MUWAḤḤID (موحد), pl. muwaḥḥidūn. A believer in one God. A term often used by Muslims to express their belief as Unitarians.
MUWAT̤T̤Aʾ (موطاء). Lit. “That which has been compiled.” A title given to the book of traditions compiled by the Imām Mālik (died A.H. 179). It is the earliest compilation of traditions, and is placed by some amongst the Kutubu ʾs-Sittah, or the “six (correct) books.” [[TRADITIONS].]
MUZĀBANAH (مزابنة). Lit. “Repelling or pushing back.” Selling without measure, for example, selling green dates upon trees in exchange for dry ones in the house, and the seller saying that the loss or gain rests with him. This kind of sale is forbidden. (Mishkāt, book xii. ch. 5.)
MUZĀRAʿAH (مزارعة). Giving over land to the charge of another party on condition of receiving a fixed proportion of its produce.
MUẒĀRABAH (مضاربة). In the language of the law, Muẓārabah signifies a contract of copartnership, of which the one party (namely, the proprietor) is entitled to a profit on account of the stock, he being denominated Rabbu ʾl-Māl, or proprietor of the stock (which is termed Rāsu ʾl-Māl), and the other party is entitled to a profit on account of his labour, and this last is denominated the muẓārib (or manager), inasmuch as he derives a benefit from his own labour and endeavours. A contract of muẓārabah, therefore, cannot be established without a participation in the profit, for if the whole of the profit be stipulated to the proprietor of the stock, then it is considered as a biẓāʿah; or, if the whole be stipulated to the immediate manager, it must be considered as a loan.
AL-MUẔILL (المذل). “The One who abases.” One of the ninety-nine names or attributes of God referred to in the Qurʾān, [Sūrah iii. 25]: “Thou honourest whom Thou pleasest and abasest whom Thou pleasest.”
AL-MUZZAMMIL (المزمل). Lit. “The Wrapped up.” The title of the LXXIVth Sūrah of the Qurʾān, in the first verse of which the word occurs. “O Thou, enwrapped, arise to prayer.” It is said the chapter was revealed to Muḥammad when he was wrapped up in a blanket at night.
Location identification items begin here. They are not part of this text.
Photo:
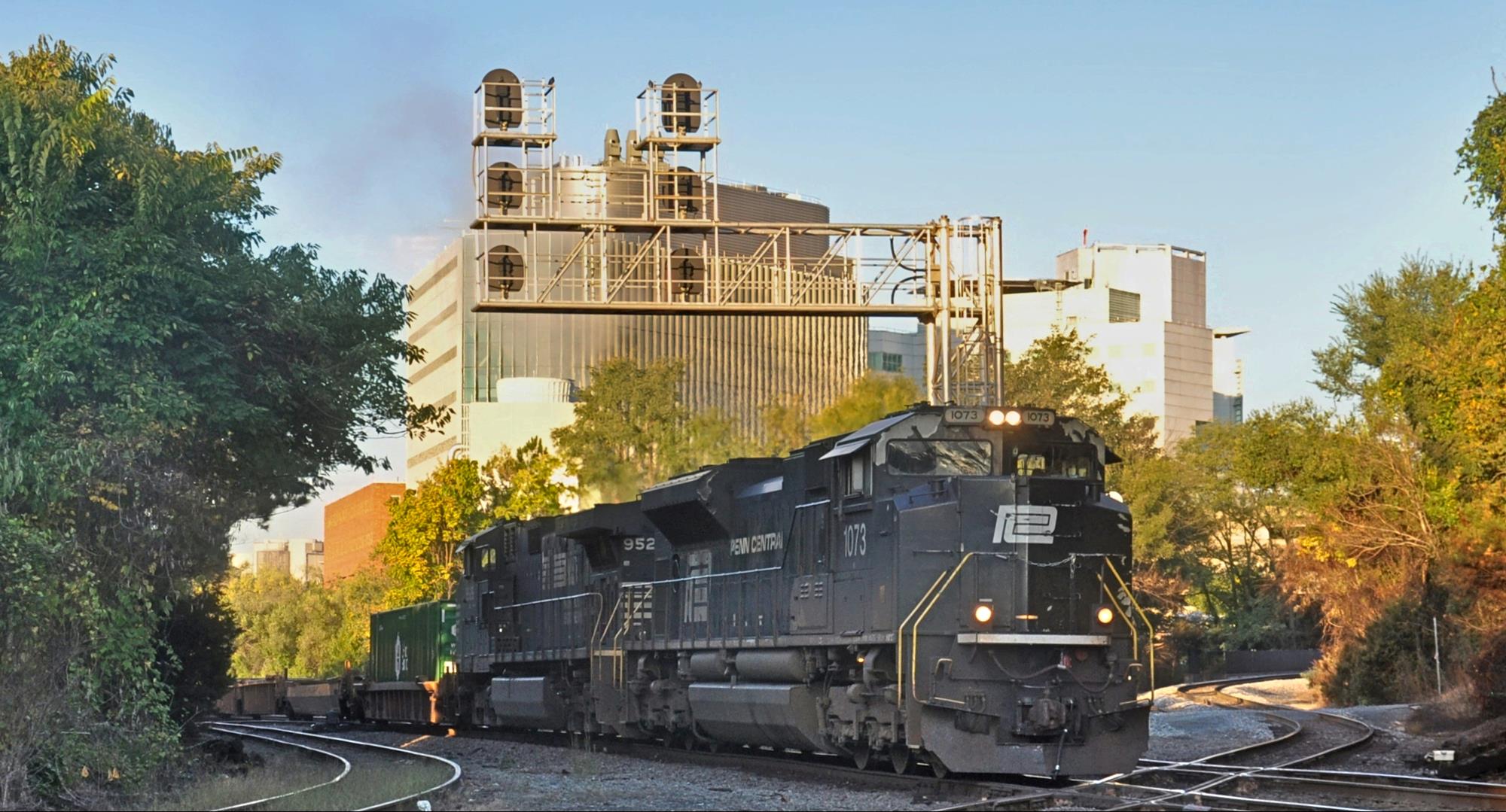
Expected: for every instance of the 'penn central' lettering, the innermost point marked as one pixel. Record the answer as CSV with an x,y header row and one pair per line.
x,y
748,545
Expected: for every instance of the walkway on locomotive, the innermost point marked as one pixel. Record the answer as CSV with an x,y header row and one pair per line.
x,y
838,545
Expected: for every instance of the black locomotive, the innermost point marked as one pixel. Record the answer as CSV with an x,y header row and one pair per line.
x,y
942,585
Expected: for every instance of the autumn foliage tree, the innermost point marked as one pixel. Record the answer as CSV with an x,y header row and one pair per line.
x,y
460,500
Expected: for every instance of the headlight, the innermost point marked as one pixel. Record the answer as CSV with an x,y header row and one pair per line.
x,y
984,614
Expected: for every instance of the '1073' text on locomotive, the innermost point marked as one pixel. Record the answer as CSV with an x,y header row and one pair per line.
x,y
944,585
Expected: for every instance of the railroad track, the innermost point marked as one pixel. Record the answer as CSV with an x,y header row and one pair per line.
x,y
371,777
1279,771
1269,775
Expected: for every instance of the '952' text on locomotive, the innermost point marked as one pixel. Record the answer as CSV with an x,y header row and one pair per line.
x,y
944,585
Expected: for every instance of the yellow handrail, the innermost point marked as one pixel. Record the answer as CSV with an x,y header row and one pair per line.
x,y
1150,629
1135,634
915,629
900,637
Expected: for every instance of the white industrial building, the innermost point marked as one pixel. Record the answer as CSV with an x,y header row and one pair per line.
x,y
302,558
1144,310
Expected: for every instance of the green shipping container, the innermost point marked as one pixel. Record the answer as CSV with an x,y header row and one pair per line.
x,y
413,644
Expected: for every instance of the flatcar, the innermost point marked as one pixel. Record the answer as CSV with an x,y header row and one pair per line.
x,y
945,585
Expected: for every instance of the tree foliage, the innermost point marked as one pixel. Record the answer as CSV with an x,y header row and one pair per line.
x,y
457,501
1058,373
790,423
302,629
1483,158
162,379
868,399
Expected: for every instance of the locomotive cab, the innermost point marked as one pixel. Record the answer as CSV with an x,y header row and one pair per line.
x,y
945,585
1016,637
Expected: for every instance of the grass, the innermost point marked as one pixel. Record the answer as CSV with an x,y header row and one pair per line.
x,y
270,774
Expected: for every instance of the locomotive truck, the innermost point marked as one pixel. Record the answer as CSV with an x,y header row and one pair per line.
x,y
945,585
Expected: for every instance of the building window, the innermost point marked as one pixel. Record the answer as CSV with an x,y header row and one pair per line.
x,y
886,361
1124,306
858,474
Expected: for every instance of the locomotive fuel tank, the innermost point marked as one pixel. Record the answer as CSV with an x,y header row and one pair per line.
x,y
945,585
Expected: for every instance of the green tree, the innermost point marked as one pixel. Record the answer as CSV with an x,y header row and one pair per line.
x,y
427,525
787,426
1483,158
526,483
162,379
633,429
868,399
460,500
1056,373
302,629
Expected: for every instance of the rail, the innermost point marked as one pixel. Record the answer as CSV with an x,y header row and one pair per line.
x,y
391,804
344,762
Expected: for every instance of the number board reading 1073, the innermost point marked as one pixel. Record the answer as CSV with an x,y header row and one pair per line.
x,y
977,414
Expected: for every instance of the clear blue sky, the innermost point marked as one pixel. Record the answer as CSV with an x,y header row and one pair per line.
x,y
1303,146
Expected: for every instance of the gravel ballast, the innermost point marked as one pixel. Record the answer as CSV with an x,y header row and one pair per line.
x,y
510,775
1183,730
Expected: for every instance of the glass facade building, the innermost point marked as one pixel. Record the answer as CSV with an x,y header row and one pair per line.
x,y
736,364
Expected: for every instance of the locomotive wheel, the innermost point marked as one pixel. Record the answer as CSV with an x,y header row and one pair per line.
x,y
901,759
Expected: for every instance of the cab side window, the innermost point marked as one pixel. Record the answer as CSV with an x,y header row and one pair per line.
x,y
856,476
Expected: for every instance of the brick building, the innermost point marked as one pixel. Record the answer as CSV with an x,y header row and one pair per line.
x,y
353,525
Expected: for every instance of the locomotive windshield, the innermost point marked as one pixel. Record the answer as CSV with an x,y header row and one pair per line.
x,y
1053,461
940,458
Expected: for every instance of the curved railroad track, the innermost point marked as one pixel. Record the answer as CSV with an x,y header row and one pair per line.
x,y
1278,771
373,777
MYSTICISM. The word mysticism is of a vague signification, but it is generally applied to all those tendencies in religion which aspire to a direct communication between man and his God, not through the medium of the senses, but through the inward perception of the mind. Consequently the term is applied to the Pantheism of the ancient Hindu, to the Gnosticism of the ancient Greek, to the Quietism of Madame Guyon and Fénelon, to the Pietism of Molinos, to the doctrines of the Illuminati of Germany, to the visions of Swedenborg, as well as to the peculiar manifestations of mystic views amongst some modern Christian sects. It is a form of error which mistakes the operations of a merely human faculty for a divine manifestation, although it is often but a blind protest in behalf of what is highest and best in human nature.
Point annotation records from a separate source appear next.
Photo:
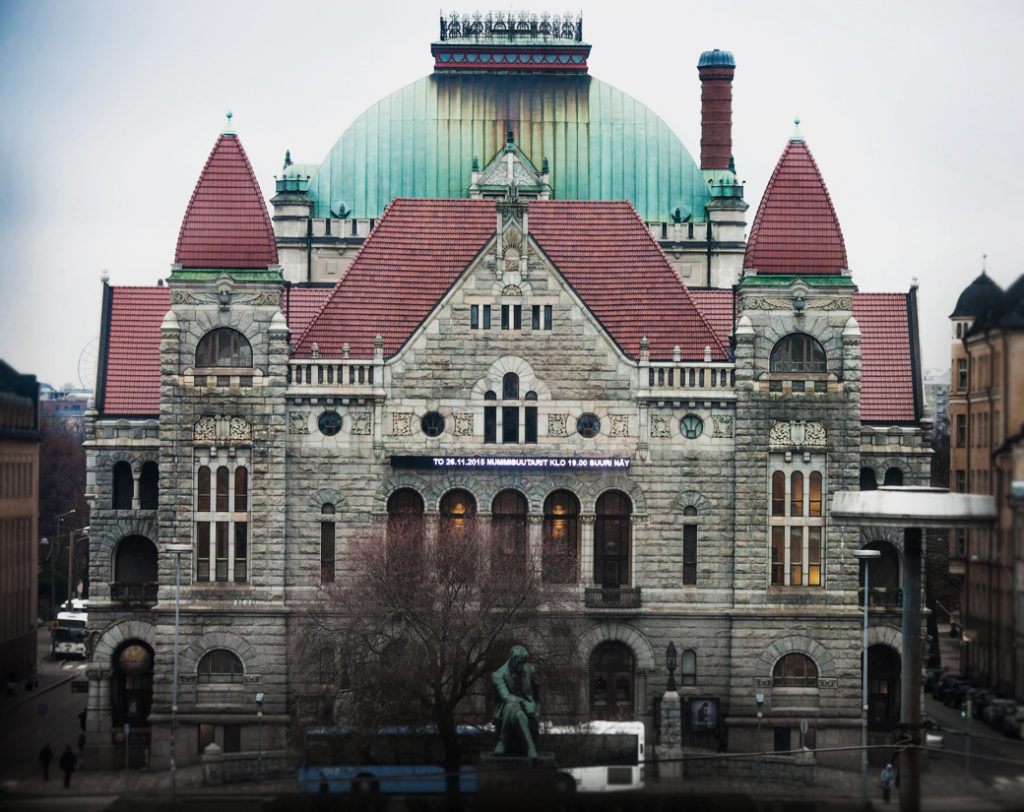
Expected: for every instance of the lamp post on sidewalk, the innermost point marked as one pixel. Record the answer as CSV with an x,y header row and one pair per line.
x,y
177,549
865,557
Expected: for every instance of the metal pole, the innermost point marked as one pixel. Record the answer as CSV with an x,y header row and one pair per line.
x,y
174,687
863,707
909,796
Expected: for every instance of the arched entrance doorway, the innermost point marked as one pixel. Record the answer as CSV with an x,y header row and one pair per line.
x,y
883,688
611,681
131,696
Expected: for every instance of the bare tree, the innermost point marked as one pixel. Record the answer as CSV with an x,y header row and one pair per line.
x,y
418,622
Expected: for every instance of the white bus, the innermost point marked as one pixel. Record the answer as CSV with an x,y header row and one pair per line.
x,y
68,632
601,757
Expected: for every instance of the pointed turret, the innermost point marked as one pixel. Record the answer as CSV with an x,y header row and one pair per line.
x,y
226,226
796,229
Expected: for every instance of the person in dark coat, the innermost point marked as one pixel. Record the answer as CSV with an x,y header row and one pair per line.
x,y
45,757
69,761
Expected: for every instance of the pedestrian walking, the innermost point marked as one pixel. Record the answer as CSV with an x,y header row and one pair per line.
x,y
69,761
887,782
45,757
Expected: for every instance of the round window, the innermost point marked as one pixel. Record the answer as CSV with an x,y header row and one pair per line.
x,y
691,427
588,425
432,424
330,423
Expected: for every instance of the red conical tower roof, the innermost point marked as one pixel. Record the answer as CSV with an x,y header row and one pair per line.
x,y
226,224
796,229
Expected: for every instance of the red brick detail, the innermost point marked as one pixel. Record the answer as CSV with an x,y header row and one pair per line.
x,y
796,229
716,116
886,368
420,248
226,224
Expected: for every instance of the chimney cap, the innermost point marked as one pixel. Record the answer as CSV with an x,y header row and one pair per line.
x,y
717,58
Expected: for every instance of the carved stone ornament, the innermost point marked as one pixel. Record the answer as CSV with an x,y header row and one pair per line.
x,y
556,425
723,425
659,426
814,434
298,422
780,434
363,423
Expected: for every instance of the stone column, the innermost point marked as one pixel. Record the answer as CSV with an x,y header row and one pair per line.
x,y
670,748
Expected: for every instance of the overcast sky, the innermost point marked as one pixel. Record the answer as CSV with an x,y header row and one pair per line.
x,y
109,111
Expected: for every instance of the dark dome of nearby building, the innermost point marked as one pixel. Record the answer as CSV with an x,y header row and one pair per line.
x,y
977,298
716,57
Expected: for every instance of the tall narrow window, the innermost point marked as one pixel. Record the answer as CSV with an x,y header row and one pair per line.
x,y
796,524
560,538
690,546
327,544
612,529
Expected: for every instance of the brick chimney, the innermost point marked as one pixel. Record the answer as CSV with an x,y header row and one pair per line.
x,y
716,69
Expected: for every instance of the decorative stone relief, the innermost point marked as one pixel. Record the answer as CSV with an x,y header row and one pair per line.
x,y
363,423
401,424
556,425
298,422
723,425
463,424
814,434
779,434
659,426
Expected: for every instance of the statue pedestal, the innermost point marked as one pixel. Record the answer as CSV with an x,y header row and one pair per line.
x,y
518,774
670,748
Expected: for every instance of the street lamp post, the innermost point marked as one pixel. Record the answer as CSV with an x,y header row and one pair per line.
x,y
177,549
865,556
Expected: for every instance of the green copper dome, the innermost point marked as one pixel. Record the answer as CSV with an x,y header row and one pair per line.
x,y
421,140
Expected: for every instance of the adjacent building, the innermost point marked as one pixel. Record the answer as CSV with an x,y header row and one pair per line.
x,y
509,292
986,452
19,437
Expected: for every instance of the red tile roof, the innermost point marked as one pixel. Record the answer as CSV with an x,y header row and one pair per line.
x,y
886,357
226,224
421,247
131,386
132,381
796,229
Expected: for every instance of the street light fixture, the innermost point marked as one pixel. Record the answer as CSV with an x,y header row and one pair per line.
x,y
177,549
865,556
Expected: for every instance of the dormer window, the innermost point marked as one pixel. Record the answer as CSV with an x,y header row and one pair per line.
x,y
223,347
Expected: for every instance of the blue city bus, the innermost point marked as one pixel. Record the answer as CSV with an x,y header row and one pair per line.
x,y
593,757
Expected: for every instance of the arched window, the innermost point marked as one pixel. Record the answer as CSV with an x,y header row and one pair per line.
x,y
148,486
796,671
798,352
458,510
561,538
611,540
894,476
327,544
611,675
688,668
124,486
867,479
223,347
219,666
689,546
509,530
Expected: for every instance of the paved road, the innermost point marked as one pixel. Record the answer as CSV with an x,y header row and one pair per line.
x,y
46,715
The earliest mystics known are those of India, the best exposition of their system being the Bhāgavad-gītā (see Wilkins’ translation). Sir William Jones says:—“A figurative mode of expressing the fervour of devotion, the ardent love of created spirits, toward their Beneficent Creator, has prevailed from time immemorial in Asia; particularly among the Persian Theists, both ancient Hushangis and modern Sufis, who seem to have borrowed it from the Indian philosophers of the Vedanta School, and their doctrines are also believed to be the source of that sublime but poetical theology which glows and sparkles in the writings of the old Academics. ‘Plato travelled into Italy and Egypt,’ says Blande Fleury, ‘to learn the Theology of the Pagans at its fountain head.’ Its true fountain, however, was neither in Italy nor in Egypt though considerable streams of it had been conducted thither by Pythagoras, and by the family of Misra, but in Persia or India, which the founder of the Italic sect had visited with a similar design.”
Almost the only religion in the world in which we should have concluded, before examination, that the Pantheistic and mystic spirit of Hinduism was impossible, is the stern unbending religious system of Muḥammad and his followers. But even amongst Muslims there have ever been those who seek for divine intuition in individual souls, to the partial or entire rejection of the demands of creeds and ceremonies. These mystics are called Ṣūfīs, and have always included the philosophers, the poets, and the enthusiasts of Islām. For an account of these Muslims, see the article on [SUFIISM].